Nino’s secret

After Nino Rota’s funeral in the little church of Sant’Agostino in the centre of Rome, Suso Cecchi d’Amico asks Federico to come home with her “as a witness.”

She has to reveal a family secret to Nino’s relatives who’d come down from Milan. Nino has a daughter, conceived during a short relationship with an Italian music student during the period he spent in London right after the war.

The girl was abandoned by her mother and then adopted by an English family, who paid for her and took her with them to America. Unable to handle the situation himself, Rota had always involved Suso as mediator.

She kept in touch with the girl, sent her money, and arranged visits. Nina lives in Los Angeles and works in documentary film, Suso tells Fellini. She had sometimes visited her father in Italy, always very discreetly, and no one even noticed her presence in Spoleto for the premiere of “Napoli Milionaria”, the opera Rota has written with Eduardo De Filippo.

Federico is baffled and genuinely surprised to hear abut his friend’s emotional backstage life.
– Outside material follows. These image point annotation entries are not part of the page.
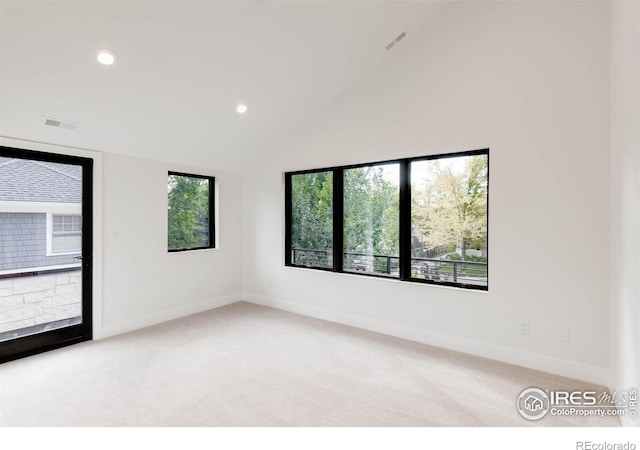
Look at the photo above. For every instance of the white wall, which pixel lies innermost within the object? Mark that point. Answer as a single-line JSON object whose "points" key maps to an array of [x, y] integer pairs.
{"points": [[137, 283], [529, 80], [625, 197], [143, 283]]}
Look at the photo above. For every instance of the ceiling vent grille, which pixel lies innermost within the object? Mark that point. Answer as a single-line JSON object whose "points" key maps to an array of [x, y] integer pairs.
{"points": [[60, 124], [393, 43]]}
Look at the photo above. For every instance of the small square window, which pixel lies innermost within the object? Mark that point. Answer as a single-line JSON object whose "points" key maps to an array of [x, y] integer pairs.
{"points": [[190, 212]]}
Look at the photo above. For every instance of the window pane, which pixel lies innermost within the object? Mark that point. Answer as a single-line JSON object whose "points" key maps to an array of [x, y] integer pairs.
{"points": [[66, 243], [189, 216], [312, 219], [449, 219], [371, 219]]}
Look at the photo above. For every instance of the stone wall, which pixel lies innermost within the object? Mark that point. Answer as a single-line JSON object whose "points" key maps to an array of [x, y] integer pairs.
{"points": [[34, 300]]}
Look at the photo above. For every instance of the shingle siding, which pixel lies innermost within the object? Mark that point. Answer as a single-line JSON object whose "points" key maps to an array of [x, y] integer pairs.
{"points": [[23, 242], [26, 180]]}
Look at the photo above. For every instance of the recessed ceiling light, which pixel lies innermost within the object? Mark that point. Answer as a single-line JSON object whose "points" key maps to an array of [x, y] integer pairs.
{"points": [[106, 57]]}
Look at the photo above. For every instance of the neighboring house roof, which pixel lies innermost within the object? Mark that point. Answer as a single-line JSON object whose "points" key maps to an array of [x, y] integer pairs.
{"points": [[25, 180]]}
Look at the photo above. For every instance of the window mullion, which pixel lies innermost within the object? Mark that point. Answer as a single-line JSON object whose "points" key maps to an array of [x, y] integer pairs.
{"points": [[405, 220], [338, 219]]}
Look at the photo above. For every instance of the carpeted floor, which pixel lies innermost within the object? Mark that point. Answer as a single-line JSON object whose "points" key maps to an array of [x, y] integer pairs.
{"points": [[247, 365]]}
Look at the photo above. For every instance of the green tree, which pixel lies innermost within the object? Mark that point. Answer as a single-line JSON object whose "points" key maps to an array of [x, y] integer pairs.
{"points": [[451, 209], [371, 214], [188, 212], [312, 216]]}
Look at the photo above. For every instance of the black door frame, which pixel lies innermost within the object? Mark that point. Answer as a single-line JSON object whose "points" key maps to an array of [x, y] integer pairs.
{"points": [[49, 340]]}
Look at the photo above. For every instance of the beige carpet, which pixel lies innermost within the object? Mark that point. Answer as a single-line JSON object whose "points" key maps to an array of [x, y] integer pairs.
{"points": [[247, 365]]}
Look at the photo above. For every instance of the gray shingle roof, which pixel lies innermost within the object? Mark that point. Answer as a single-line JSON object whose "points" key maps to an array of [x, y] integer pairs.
{"points": [[36, 181]]}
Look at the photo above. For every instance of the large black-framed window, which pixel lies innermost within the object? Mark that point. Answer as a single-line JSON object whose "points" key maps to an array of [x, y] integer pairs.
{"points": [[422, 219], [60, 317], [190, 212]]}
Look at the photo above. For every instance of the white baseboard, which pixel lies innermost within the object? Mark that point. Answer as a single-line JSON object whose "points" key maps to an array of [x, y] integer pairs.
{"points": [[164, 316], [583, 372]]}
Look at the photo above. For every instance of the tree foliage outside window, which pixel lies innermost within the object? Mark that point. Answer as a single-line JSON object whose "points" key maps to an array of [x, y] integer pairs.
{"points": [[419, 219], [312, 218], [190, 216], [371, 219], [449, 205]]}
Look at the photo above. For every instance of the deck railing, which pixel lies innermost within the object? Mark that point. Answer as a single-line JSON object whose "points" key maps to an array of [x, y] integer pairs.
{"points": [[437, 269]]}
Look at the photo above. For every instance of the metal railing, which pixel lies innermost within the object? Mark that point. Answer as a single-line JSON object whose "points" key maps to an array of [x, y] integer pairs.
{"points": [[436, 269]]}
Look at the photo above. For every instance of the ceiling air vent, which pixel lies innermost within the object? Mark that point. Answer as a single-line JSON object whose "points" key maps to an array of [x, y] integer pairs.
{"points": [[60, 124], [400, 37]]}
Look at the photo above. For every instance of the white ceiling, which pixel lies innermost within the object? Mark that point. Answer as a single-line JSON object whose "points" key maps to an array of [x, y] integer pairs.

Rota had never confided in him. he’s impressed at how sensitively Suso has handled the situation and the same day sends her flowers with the message, “I heard you say that you don’t like sending people flowers and maybe you don’t want to receive them either. I send them anyway. Do what you want with them. I really like you after hear this amazing story, and now I know there’s someone I can count on if I ever have to confess that . . . well, I’ll tell you later.”

Perhaps Fellini is seriously contemplating sharing his complicated affairs with Suso, and it may be a real shame that he never did.

What was Fellini’s secret? Drunken father? One too many mistresses? Alcoholic mother? Morphine addiction?